Why don’t people respect the law?
That was among the questions President Donald Trump’s policing commission, launched in January, was tasked with answering. This administration being what it is, and these times being what they are, it seems perfectly fitting that the commission itself broke the law — broke it so completely, in fact, that the day before the election a federal judge blocked it from ever releasing its report unless it included glaring language near the top advising readers that the contents were a product of a panel that was unlawfully constituted and operated.
Or, in the alternative, it can start over, this time with more representative membership and more open proceedings.
The takeaway is that any discussion in the as-yet unreleased report of the Presidential Commission on Law Enforcement and the Administration of Justice about why people don’t respect the law is likely to be fairly useless, because it was written for self-serving purposes by police and prosecutors operating behind closed doors without input from people with different experiences and backgrounds, in violation of the Federal Advisory Committee Act.
That’s a shame, because the panel had other questions it was supposedly seeking to answer, and some of them were quite worthy. Such as, “How do mental illness, substance abuse, and homelessness affect the ability of law enforcement to police?” That’s a particularly timely question, given that so many cities have responded to a summer of protests by trying to pull their police back from dealing with mental illness, substance abuse and homelessness.
A responsibly constituted commission might have had much to offer on that question.
But this was not a responsibly constituted commission. As with so much of Trump’s presidential work product, it was an obvious attempt to subvert something from Barack Obama’s administration, in this case his Task Force on 21st Century Policing. Some law enforcement officials were upset with the Obama report because it had the temerity to suggest that police ought to do some of their work differently, in the interest of justice and public safety.
Trump created his commission to reiterate his position that police are doing everything right but are being undermined by troublemakers.
To ensure a report that made findings in accord with that outlook, Attorney General William Barr stocked the panel with police chiefs, sheriffs, folks from the FBI, the Drug Enforcement Administration and the U.S. Marshals Service. There are also civilians — criminal prosecutors, for example, and directors of public safety offices. To be fair, there is one city councilman. No, wait, he’s also a cop. No civil rights leaders, community advocates, defense lawyers.
Presidential commissions are run by and for the benefit of the United States, so they are subject to law, in this case the Federal Advisory Committee Act, which lays out rules to ensure balanced membership and viewpoints and public access to proceedings.

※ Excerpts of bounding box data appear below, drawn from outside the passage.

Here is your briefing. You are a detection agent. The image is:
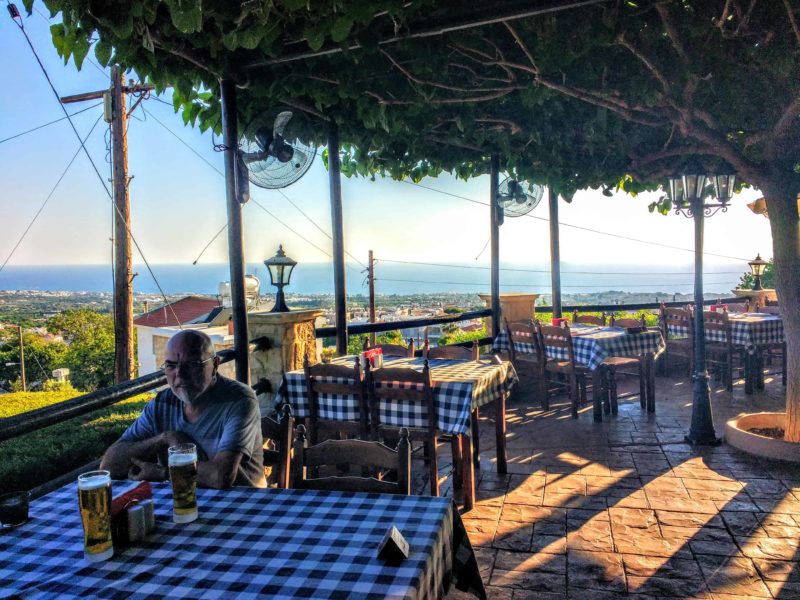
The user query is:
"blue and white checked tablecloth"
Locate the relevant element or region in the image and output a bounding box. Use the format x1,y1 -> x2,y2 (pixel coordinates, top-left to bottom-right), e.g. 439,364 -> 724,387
492,325 -> 664,371
669,313 -> 784,354
275,356 -> 519,435
0,482 -> 485,599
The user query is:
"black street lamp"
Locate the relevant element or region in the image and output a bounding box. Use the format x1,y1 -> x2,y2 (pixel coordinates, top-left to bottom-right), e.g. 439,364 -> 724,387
747,254 -> 769,290
264,245 -> 297,312
669,166 -> 735,445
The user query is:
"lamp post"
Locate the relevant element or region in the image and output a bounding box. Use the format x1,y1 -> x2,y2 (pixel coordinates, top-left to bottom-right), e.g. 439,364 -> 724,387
669,166 -> 735,445
747,254 -> 768,291
264,245 -> 297,312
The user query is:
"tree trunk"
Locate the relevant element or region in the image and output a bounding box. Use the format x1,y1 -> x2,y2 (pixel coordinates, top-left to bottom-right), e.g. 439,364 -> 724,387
760,177 -> 800,442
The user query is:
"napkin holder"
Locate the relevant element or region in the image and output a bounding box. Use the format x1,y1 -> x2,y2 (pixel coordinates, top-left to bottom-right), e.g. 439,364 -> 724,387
378,525 -> 409,564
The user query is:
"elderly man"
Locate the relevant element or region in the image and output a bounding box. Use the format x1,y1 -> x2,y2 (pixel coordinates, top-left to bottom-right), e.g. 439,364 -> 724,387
100,330 -> 266,488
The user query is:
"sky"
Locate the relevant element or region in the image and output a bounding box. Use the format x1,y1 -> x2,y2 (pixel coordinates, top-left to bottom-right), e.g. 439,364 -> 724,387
0,8 -> 772,284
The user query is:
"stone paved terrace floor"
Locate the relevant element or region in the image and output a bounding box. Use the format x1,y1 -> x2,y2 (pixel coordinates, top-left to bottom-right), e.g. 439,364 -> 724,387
434,368 -> 800,600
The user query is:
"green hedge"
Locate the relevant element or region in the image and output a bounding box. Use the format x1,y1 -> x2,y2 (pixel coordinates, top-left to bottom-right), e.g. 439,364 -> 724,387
0,391 -> 152,493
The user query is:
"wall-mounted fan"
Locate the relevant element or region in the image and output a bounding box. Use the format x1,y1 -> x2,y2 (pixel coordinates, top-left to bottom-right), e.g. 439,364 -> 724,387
495,177 -> 544,225
239,110 -> 316,192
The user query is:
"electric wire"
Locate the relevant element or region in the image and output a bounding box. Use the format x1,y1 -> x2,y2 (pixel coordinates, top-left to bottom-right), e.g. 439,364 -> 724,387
0,102 -> 102,144
0,115 -> 102,273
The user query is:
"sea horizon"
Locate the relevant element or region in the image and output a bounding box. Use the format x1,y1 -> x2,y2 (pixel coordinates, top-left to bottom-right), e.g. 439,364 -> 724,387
0,261 -> 748,295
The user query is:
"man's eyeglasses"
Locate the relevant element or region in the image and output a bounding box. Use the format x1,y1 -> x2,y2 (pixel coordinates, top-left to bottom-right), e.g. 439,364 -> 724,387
161,356 -> 216,373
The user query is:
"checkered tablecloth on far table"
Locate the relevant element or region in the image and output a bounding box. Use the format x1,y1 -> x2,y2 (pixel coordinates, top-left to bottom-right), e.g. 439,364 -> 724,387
0,482 -> 484,599
492,325 -> 664,371
669,313 -> 784,354
275,356 -> 519,434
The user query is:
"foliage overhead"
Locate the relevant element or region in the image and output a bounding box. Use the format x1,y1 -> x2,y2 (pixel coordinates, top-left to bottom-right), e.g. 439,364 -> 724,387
36,0 -> 800,202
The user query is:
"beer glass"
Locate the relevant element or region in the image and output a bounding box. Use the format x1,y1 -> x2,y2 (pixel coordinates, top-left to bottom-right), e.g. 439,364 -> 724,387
168,444 -> 197,523
78,471 -> 114,562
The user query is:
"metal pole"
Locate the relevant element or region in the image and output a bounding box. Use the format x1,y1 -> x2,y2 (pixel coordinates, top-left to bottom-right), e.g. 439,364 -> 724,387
17,325 -> 28,392
111,65 -> 133,383
489,154 -> 500,338
221,79 -> 250,385
686,198 -> 720,445
328,121 -> 347,356
547,188 -> 561,319
367,250 -> 375,346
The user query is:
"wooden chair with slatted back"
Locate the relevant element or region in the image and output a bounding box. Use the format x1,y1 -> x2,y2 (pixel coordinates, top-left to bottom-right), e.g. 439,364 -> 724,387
261,404 -> 294,489
503,319 -> 550,410
292,425 -> 411,496
536,323 -> 590,419
364,338 -> 414,358
303,355 -> 369,444
367,360 -> 444,496
422,340 -> 480,360
658,303 -> 694,375
703,311 -> 745,392
572,310 -> 606,327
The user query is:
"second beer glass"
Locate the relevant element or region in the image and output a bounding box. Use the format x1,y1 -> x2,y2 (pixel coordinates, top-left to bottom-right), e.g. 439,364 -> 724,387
168,444 -> 197,523
78,471 -> 114,562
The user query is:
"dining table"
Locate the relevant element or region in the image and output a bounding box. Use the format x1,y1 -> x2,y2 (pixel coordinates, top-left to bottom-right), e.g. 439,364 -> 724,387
0,482 -> 485,599
275,355 -> 519,510
492,323 -> 665,423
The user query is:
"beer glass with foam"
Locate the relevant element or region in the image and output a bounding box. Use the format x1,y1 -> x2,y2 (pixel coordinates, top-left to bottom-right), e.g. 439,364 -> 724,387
78,471 -> 114,562
168,444 -> 197,523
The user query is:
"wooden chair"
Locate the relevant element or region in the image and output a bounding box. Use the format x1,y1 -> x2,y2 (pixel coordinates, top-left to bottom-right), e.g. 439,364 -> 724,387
536,323 -> 590,419
367,360 -> 444,496
261,404 -> 294,489
303,355 -> 369,444
503,319 -> 550,410
364,338 -> 414,358
422,340 -> 480,360
703,311 -> 745,392
572,310 -> 606,326
658,304 -> 694,374
292,425 -> 411,496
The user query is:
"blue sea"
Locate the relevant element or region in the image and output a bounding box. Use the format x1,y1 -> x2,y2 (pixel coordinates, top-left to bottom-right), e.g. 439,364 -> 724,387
0,261 -> 748,294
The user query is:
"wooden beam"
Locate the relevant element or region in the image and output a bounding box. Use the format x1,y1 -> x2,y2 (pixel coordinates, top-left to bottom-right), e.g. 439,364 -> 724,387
489,154 -> 500,337
221,79 -> 250,385
328,121 -> 347,356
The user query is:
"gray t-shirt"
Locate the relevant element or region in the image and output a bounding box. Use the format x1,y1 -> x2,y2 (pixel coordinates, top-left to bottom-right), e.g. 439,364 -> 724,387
120,375 -> 266,487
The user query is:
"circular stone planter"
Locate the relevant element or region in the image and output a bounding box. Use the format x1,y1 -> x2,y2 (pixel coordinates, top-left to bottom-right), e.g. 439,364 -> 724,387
725,413 -> 800,463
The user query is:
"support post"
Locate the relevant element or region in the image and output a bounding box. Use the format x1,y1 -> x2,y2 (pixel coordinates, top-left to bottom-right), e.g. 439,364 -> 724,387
17,325 -> 28,392
547,188 -> 561,319
221,79 -> 250,385
686,198 -> 720,445
328,121 -> 347,356
111,65 -> 133,383
489,154 -> 500,337
367,250 -> 375,346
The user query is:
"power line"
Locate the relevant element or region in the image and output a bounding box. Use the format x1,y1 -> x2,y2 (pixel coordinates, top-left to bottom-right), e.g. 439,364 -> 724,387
402,179 -> 749,261
0,102 -> 102,144
0,115 -> 102,273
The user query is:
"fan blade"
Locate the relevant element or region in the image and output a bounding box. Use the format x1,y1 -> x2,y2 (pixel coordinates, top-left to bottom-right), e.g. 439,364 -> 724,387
272,110 -> 293,139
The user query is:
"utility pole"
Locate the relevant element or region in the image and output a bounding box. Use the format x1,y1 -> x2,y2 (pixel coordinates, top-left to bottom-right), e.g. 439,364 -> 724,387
61,65 -> 154,383
367,250 -> 375,346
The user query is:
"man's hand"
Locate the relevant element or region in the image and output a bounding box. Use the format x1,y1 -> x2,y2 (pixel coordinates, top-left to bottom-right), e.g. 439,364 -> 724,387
128,458 -> 168,481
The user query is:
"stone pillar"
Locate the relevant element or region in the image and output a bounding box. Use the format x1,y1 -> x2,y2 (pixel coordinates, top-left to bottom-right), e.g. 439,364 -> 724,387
247,310 -> 324,414
478,292 -> 540,337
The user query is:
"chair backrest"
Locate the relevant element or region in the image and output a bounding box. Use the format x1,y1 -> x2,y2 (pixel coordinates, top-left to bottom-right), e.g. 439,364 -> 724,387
261,404 -> 294,489
572,310 -> 606,325
367,360 -> 436,439
364,338 -> 414,358
703,310 -> 732,344
422,340 -> 480,360
537,324 -> 575,366
292,425 -> 411,495
303,355 -> 369,444
610,315 -> 647,327
659,304 -> 694,340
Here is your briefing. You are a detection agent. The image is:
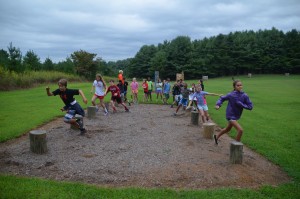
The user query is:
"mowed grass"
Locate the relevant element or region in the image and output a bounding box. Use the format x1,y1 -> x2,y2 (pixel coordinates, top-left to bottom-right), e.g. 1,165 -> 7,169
0,75 -> 300,198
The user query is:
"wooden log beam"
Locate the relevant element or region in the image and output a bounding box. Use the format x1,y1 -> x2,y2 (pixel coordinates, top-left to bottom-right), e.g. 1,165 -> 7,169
191,111 -> 199,126
87,106 -> 97,119
203,122 -> 216,139
29,130 -> 48,154
230,141 -> 243,164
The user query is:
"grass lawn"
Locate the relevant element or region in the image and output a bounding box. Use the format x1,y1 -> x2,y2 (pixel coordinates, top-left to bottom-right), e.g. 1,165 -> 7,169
0,75 -> 300,198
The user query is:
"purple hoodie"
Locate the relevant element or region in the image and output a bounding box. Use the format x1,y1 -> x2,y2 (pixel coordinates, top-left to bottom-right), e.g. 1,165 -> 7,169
216,91 -> 253,120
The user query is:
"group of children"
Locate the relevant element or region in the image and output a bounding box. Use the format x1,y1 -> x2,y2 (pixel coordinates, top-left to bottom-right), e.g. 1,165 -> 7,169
46,70 -> 253,144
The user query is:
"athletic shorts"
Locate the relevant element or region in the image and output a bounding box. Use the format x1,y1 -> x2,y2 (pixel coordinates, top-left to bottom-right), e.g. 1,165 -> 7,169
132,89 -> 139,94
111,96 -> 122,104
94,94 -> 104,99
197,104 -> 208,111
179,98 -> 188,106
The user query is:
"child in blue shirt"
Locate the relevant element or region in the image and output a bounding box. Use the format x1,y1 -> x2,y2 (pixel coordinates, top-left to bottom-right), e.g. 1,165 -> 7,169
214,80 -> 253,144
187,85 -> 222,123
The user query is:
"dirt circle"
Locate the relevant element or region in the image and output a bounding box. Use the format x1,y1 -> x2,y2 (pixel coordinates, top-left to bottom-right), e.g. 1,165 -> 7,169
0,105 -> 290,189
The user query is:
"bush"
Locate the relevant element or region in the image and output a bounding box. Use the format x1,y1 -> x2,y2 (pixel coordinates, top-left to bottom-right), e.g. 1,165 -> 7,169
0,67 -> 85,91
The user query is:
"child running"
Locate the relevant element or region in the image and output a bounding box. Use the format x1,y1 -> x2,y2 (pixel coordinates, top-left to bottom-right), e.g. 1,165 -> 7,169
174,83 -> 190,115
214,80 -> 253,144
91,74 -> 108,115
130,78 -> 139,104
187,85 -> 222,123
106,79 -> 129,112
46,79 -> 87,135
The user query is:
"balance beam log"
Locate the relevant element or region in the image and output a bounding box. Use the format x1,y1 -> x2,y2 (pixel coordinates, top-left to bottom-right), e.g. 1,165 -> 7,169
230,141 -> 243,164
203,122 -> 216,139
191,111 -> 199,126
87,106 -> 97,118
29,130 -> 48,154
70,114 -> 83,130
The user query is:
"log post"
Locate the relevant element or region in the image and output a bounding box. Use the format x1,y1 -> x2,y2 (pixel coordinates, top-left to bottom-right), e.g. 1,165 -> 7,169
29,130 -> 48,154
230,141 -> 243,164
203,122 -> 216,139
87,106 -> 97,118
191,111 -> 199,125
70,114 -> 83,130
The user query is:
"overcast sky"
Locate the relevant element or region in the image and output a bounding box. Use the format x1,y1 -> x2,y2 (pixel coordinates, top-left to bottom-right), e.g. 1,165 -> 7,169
0,0 -> 300,62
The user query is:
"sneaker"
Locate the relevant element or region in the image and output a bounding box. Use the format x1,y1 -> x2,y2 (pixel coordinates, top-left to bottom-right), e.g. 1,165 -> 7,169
214,135 -> 218,145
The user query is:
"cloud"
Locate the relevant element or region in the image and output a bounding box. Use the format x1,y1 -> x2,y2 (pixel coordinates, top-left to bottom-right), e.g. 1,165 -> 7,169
0,0 -> 300,62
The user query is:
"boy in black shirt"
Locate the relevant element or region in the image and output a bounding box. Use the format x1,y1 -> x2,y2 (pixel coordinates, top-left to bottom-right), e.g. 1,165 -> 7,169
46,79 -> 87,135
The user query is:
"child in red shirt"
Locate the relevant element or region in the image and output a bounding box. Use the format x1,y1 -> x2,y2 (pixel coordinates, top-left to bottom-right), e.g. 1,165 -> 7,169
142,79 -> 148,102
105,79 -> 129,112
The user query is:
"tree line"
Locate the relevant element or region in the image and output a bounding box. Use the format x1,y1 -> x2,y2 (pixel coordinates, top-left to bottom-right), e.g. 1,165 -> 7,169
0,28 -> 300,79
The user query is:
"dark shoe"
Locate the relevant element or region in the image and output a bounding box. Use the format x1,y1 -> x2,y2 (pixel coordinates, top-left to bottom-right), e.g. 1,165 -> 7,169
214,135 -> 218,145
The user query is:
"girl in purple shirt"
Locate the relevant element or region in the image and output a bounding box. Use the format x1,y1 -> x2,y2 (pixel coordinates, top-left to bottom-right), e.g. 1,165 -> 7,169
214,80 -> 253,144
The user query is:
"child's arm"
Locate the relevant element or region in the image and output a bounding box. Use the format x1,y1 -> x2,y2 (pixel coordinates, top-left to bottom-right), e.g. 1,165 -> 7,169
46,86 -> 53,96
79,90 -> 87,104
206,93 -> 223,97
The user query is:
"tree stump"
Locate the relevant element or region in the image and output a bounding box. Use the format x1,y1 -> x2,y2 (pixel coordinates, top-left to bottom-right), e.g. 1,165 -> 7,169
29,130 -> 48,154
191,111 -> 199,125
203,123 -> 216,139
230,141 -> 243,164
87,106 -> 97,118
70,114 -> 83,130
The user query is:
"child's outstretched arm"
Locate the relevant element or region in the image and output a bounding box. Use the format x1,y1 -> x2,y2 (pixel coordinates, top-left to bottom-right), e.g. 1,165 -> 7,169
46,86 -> 53,96
79,90 -> 87,104
207,93 -> 223,97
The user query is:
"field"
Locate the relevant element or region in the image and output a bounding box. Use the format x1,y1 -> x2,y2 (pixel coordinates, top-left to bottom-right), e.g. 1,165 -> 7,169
0,76 -> 300,198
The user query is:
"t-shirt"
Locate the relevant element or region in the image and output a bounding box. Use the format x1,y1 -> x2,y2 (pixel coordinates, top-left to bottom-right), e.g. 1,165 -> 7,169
130,82 -> 139,90
164,82 -> 171,94
142,82 -> 148,92
52,88 -> 79,106
106,85 -> 120,97
93,80 -> 105,96
192,91 -> 208,105
147,81 -> 153,91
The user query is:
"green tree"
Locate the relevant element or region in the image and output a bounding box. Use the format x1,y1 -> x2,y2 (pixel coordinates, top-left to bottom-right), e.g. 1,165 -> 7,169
7,42 -> 25,72
71,50 -> 97,79
43,57 -> 54,71
23,50 -> 42,71
0,49 -> 9,69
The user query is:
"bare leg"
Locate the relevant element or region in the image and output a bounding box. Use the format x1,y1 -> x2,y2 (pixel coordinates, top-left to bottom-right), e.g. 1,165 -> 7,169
231,120 -> 243,142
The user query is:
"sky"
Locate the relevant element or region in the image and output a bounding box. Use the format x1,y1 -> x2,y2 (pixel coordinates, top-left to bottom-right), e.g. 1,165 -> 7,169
0,0 -> 300,63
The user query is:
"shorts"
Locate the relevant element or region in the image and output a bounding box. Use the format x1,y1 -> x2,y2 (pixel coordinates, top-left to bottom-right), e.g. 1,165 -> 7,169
178,98 -> 188,106
111,96 -> 122,104
94,94 -> 104,100
164,93 -> 170,99
197,104 -> 208,111
175,95 -> 180,102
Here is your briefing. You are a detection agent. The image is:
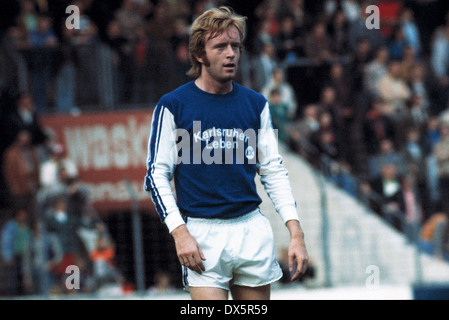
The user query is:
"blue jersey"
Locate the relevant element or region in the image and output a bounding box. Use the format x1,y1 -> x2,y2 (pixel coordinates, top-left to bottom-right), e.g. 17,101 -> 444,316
144,81 -> 296,229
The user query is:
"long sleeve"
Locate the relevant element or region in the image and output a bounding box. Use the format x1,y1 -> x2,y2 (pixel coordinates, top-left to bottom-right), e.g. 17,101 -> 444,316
144,105 -> 184,232
257,103 -> 299,223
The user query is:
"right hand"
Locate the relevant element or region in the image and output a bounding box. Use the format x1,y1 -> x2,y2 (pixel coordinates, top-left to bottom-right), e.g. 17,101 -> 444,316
171,225 -> 206,274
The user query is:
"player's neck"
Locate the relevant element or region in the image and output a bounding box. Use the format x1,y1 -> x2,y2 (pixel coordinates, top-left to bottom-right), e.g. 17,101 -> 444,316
195,76 -> 233,94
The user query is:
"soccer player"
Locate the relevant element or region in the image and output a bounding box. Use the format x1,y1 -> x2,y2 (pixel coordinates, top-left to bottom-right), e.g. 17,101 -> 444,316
144,7 -> 308,300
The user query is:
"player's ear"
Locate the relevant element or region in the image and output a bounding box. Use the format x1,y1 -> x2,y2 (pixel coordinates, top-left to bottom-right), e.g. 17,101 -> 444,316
194,55 -> 204,64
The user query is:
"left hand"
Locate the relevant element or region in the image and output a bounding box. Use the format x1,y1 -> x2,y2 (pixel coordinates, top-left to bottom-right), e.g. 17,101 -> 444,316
287,220 -> 309,282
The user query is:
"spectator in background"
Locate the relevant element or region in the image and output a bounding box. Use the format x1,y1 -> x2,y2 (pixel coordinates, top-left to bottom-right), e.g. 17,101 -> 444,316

When Trump announced he was creating the commission, though, he said that recommendations would come quickly “because most of them” — the members — “know many of the answers before they begin.” In other words, no need for hearings, fact-finding, evidence, analysis, discussion, debate. This was to be a vehicle for doing what the selected members already wanted done.
Sure, there are laws that govern these kinds of things. But those kinds of laws are for suckers, right?
Which should lead us to once again ask the commission’s central question:
Why don’t people respect the law?
Robert Greene is a Los Angeles Times editorial writer.